Reverse Thieves Secret Santa 2013 - Dragon Half

Never mind all that "time for giving" nonsense, Christmas is all about laughing at stupid stuff - enter the first of two selections that I managed to watch as part of this year's Reverse Thieves Secret Santa project, and a series that was bizarrely re-licensed in North America just weeks after its selection dropped into my Inbox!  The series in question is Dragon Half, a nice and simple two-part OVA from 1993 to (hopefully) tickle my comedic taste buds.


As much as it's really a story about anything, Dragon Half is the tale of Mink, a half-human, half-dragon girl born of a father who abandoned being a hero to marry the dragon he was supposed to be slaying.  Oddly, given her family circumstances, Mink spends a lot of her time cooing over a dishy TV star-cum-pop idol-cum-dragon slayer who goes by the name of Dick Saucer, and it's this obsession which indirectly sets Mink on a path which pits her against another not entirely human girl named Vina, the king of the land who wants both Mink and her father killed, and ultimately Monsieur Saucer himself.

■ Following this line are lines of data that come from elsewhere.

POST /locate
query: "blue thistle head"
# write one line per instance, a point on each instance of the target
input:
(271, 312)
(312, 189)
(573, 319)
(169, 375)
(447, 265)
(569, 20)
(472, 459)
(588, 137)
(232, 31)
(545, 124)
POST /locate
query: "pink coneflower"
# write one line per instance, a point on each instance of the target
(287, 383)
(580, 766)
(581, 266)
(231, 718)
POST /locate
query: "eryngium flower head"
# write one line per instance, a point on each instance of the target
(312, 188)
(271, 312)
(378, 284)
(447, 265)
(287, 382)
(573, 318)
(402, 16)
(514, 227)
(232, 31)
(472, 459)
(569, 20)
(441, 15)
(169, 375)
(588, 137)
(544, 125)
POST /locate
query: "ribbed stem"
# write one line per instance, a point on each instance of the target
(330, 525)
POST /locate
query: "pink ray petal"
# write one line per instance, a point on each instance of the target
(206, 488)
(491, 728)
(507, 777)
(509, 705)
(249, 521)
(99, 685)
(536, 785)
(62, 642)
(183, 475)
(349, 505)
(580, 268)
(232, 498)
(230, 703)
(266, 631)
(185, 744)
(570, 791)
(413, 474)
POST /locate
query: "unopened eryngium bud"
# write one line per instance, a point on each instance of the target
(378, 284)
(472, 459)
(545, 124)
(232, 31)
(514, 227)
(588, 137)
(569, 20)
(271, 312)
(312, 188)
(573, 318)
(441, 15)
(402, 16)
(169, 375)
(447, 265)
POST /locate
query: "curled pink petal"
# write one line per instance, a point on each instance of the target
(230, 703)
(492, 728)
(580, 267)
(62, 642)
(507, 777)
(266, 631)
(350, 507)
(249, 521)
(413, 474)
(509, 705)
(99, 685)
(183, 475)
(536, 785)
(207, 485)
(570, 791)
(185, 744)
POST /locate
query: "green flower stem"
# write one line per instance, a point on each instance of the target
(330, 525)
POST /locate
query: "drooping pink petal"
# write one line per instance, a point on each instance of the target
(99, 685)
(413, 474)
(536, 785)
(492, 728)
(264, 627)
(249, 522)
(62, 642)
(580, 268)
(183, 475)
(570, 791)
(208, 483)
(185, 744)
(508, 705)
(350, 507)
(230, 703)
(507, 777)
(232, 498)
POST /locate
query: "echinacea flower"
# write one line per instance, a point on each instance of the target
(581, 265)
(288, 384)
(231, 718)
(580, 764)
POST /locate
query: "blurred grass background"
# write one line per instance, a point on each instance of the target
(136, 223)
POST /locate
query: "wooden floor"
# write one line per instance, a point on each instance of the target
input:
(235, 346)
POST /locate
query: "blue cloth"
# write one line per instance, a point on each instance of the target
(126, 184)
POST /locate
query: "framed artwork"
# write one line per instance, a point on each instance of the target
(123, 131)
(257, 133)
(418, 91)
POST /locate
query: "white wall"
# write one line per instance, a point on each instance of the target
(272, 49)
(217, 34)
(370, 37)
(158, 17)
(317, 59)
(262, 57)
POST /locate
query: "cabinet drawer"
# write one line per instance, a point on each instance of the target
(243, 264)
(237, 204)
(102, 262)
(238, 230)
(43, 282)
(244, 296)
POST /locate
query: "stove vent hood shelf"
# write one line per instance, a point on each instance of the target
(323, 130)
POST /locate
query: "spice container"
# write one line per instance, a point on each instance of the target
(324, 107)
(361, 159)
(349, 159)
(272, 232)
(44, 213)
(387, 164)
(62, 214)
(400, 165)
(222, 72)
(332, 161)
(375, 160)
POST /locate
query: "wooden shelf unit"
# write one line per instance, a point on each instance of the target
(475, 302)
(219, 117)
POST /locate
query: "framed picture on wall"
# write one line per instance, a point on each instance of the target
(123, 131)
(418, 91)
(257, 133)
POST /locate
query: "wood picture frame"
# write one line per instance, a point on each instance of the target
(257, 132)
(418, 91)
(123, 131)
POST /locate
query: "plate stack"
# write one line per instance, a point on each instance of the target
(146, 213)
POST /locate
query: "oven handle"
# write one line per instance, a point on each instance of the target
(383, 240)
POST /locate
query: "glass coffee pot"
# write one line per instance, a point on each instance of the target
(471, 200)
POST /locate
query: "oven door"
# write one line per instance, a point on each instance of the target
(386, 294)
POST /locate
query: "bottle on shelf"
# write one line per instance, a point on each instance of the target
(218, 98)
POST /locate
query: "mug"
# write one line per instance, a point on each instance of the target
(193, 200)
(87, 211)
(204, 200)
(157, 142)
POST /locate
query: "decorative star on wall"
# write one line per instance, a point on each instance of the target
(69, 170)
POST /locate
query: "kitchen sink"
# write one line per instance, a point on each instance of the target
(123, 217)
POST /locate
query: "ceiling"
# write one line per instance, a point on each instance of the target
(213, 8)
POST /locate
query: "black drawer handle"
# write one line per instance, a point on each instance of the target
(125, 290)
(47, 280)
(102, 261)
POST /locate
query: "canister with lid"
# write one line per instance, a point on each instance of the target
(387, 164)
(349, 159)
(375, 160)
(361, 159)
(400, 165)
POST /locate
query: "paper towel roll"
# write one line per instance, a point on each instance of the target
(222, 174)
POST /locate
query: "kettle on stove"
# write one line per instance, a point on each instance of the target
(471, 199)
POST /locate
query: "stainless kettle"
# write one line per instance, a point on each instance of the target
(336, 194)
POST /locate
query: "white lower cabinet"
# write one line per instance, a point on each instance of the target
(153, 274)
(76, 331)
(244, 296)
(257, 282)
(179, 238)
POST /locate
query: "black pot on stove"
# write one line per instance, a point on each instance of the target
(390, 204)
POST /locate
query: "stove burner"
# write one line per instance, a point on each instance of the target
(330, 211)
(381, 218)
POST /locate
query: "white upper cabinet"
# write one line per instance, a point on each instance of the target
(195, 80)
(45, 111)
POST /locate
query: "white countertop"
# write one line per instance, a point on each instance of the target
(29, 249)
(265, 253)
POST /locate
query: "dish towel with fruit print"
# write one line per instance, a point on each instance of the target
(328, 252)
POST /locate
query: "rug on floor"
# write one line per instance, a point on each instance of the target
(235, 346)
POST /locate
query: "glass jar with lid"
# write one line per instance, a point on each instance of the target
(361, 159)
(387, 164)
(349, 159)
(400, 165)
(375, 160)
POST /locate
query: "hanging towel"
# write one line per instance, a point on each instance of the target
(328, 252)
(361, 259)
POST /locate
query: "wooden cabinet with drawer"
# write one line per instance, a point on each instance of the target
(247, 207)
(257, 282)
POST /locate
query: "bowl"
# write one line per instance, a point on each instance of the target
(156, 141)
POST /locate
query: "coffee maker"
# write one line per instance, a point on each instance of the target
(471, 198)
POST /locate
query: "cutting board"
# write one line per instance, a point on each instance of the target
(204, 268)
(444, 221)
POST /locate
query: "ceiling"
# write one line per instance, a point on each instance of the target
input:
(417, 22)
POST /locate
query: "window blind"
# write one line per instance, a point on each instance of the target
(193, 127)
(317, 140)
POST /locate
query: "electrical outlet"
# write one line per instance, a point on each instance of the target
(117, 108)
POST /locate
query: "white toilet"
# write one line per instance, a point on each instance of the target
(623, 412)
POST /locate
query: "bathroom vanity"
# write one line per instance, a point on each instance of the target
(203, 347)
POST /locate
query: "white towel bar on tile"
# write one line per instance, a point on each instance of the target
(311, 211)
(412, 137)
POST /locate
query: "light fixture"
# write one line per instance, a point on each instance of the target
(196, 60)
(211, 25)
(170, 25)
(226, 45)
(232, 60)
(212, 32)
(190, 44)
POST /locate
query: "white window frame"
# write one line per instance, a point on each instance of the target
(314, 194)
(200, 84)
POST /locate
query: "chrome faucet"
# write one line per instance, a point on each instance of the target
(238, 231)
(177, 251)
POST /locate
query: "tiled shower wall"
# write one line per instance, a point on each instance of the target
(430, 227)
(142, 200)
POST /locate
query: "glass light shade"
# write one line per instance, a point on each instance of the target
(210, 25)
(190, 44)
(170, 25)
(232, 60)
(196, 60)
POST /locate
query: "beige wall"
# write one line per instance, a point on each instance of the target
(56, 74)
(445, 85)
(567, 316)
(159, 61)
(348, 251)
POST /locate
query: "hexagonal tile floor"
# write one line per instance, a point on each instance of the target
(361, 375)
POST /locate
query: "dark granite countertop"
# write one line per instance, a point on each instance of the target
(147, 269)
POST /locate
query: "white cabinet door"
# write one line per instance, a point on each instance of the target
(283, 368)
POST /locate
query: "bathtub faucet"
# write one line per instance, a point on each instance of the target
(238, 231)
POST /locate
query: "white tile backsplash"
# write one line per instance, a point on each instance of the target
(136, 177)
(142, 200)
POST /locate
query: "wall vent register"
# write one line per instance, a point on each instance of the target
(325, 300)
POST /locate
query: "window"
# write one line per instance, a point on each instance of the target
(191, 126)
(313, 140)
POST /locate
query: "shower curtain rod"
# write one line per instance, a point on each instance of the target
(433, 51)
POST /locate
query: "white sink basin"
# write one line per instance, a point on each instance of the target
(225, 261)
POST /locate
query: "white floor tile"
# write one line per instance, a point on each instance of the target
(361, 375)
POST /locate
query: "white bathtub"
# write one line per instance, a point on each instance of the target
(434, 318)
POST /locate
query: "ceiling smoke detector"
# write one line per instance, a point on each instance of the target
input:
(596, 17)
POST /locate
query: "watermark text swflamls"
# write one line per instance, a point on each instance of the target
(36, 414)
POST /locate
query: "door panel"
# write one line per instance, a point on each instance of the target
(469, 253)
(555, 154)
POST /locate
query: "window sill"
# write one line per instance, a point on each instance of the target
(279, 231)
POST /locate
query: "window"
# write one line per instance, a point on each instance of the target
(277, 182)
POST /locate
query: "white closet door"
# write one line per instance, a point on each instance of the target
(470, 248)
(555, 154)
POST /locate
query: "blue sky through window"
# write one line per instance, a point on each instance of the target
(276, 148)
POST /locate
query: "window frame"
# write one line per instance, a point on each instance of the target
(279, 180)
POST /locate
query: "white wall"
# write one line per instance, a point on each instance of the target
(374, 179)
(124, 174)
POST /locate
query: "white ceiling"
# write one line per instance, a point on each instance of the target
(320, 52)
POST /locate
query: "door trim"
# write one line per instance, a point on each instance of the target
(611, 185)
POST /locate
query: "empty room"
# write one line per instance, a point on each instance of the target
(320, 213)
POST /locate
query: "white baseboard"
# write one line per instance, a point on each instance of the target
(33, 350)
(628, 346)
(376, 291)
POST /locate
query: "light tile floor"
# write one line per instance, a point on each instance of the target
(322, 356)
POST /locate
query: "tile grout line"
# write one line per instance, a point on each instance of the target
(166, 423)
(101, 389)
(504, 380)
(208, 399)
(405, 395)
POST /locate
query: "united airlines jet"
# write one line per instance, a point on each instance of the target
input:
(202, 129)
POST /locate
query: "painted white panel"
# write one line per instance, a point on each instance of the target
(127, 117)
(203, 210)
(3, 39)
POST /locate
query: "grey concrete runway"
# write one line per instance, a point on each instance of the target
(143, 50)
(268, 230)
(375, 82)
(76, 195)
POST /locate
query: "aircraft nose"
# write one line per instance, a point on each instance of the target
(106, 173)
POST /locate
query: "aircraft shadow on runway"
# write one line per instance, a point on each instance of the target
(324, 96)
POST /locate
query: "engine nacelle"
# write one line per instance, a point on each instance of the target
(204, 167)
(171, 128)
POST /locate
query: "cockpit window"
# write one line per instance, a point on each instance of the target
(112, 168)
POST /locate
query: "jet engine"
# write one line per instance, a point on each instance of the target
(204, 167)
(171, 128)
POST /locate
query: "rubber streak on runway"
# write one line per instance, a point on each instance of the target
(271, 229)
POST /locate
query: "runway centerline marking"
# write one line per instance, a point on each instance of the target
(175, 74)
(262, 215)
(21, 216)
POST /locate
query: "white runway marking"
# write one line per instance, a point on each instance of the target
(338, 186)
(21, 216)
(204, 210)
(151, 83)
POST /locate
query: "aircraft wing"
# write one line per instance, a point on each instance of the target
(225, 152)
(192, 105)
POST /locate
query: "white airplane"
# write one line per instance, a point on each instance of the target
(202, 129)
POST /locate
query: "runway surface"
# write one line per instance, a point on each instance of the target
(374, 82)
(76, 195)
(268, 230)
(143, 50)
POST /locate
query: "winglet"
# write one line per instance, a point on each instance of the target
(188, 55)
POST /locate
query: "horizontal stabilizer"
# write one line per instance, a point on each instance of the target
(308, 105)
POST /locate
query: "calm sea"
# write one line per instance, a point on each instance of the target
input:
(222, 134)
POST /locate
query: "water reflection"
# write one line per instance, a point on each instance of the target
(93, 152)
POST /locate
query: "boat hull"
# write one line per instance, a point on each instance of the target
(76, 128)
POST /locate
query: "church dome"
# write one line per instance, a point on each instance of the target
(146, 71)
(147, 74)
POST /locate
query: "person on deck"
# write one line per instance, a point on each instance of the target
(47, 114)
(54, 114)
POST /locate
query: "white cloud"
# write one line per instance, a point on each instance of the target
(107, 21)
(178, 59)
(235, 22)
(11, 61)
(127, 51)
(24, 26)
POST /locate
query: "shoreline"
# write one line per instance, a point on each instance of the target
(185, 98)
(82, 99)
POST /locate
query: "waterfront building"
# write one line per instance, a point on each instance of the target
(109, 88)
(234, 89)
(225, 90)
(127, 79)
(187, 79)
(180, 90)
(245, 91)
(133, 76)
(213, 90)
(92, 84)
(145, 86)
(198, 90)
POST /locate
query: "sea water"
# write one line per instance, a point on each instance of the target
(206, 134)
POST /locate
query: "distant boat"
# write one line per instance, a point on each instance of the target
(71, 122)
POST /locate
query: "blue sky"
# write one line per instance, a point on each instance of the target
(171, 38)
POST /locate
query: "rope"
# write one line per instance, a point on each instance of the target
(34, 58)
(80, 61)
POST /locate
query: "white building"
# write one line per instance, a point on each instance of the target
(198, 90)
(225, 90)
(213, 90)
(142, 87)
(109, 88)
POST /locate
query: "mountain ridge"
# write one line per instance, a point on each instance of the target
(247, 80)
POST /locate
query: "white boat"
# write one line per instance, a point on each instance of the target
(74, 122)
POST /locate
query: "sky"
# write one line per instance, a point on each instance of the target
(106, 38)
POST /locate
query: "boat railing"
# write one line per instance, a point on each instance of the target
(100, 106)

If there's one thing to be said for Dragon Half, it's that it doesn't hang about - the OVA's plot (or what passes for one) moves along apace from beginning to end, even if it only does so in service of creating more opportunities to cram comedy into its running time rather out of any semblance of deep story-telling.  Both its frenetic pacing and line in daft humour are a clear part of a long lineage of similar shows which scatter the history of anime - it's energetic, arguably a little lazy, but occasionally amusing when it hits the right spot with its self-referential humour.  Oh, and it takes the work of Beethoven, speeds it up considerably, and then throws Mink singing a manic song about cooking for a prospective boyfriend into the mix to serve as its ending theme - perhaps the closest the series ever truly comes to comedy genius.


End credits aside, I will admit that Dragon Half made me chuckle a couple of times, but two times in an hour isn't a particularly good ratio for getting laughs out of me.  While I can certainly understand the fondness that people who watched the show's two episodes back in the 1990s must have for it - a time when such quirky Japanese humour (and equally quirky animation) was harder to come by, and over twenty years before Teekyu could impress us with its terribly animated jokes about DLC cake with senpai - coming to it fresh in 2013 was hardly a revelatory experience.  If the goal of this Secret Santa selection was to make me reminisce about how "they don't make them like this any more", then I suppose it's a success... they don't make OVAs like this any more, but on balance I'd say perhaps that's for the better.  Unless we're comparing to Recorder and Randsell, in which case I'd concede that yes, if only they were making more Dragon Half instead.


Overall though, Dragon Half is certainly one for the "glad I watched it" pile - not a great series but no disaster either, and given its reputation definitely one to commit to the memory banks so I don't have to shift awkwardly in my seat out of a lack of knowledge whenever it crops up in conversation (which is more often than you might think).